God and evolution: weaverbirds

dhw: I can’t help wondering why you think your God found it necessary to design these particular nests for these particular birds,[…]. Do you think other bird species were intelligent enough to design their own nests and pass the information on to subsequent generations without your God popping the appropriate programme into their DNA?

DAVID: No, birds produce programmed nests identifying species.

dhw: I see. Either your God dabbled non-stop, or 3.8 billion years ago, he programmed every single species of bird and every single “species” of nest, along with every other species, extant and extinct, every other “home”, lifestyle, strategy etc., with the sole exception of the behaviour of murderous molecules, viruses, bacteria and humans.
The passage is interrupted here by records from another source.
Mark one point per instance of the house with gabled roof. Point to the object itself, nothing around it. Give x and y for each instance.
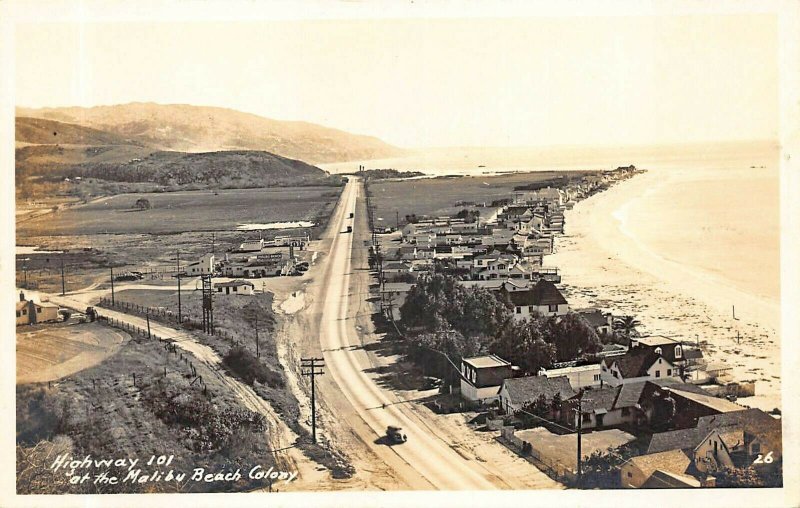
(668, 469)
(516, 393)
(482, 376)
(735, 437)
(648, 358)
(543, 298)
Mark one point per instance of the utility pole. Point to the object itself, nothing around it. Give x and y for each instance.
(580, 428)
(63, 284)
(180, 317)
(309, 367)
(257, 353)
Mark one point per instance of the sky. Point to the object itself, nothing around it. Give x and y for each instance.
(530, 81)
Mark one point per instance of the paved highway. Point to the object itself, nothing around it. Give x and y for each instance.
(430, 456)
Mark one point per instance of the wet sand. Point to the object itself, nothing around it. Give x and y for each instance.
(610, 257)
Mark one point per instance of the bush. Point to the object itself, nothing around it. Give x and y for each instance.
(242, 363)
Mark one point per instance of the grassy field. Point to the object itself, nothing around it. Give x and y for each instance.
(437, 196)
(176, 212)
(101, 411)
(138, 240)
(50, 352)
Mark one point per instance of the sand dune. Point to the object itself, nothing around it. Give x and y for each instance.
(604, 263)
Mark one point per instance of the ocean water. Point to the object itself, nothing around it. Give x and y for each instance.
(712, 207)
(722, 221)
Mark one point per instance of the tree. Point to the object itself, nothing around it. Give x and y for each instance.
(627, 325)
(522, 343)
(572, 336)
(738, 477)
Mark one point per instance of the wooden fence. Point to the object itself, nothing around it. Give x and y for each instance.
(166, 316)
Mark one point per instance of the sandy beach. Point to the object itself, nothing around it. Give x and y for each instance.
(634, 250)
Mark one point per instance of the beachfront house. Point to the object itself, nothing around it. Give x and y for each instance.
(653, 357)
(516, 393)
(543, 298)
(235, 287)
(205, 266)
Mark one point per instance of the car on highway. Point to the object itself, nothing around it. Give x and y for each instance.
(395, 435)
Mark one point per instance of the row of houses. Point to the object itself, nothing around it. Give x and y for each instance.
(503, 253)
(698, 435)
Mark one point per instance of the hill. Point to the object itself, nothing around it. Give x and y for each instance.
(185, 128)
(40, 131)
DAVID: All of God's good has some bad side effects.

Two separate issues here: You stand by your theory that he dabbled or preprogrammed all of the above, so no species apart from the nasty ones have ever had the intelligence to design their homes, means of self-defence, strategies for catching prey, or for surviving changing conditions. Only the murderous ones were given such autonomous intelligence.

Weird forms in Mono Lake

dhw: A wonderful example of cells forming a community. As you yourself often comment: “not by chance”, since clearly their communities have been successful in the struggle for survival. The above quotes do indeed seem to bridge a gap – from intelligent individual cells to communities of intelligent individual cells.

DAVID: Perhaps a God-given capacity.

Yes, the theory of cellular intelligence allows for God as its designer.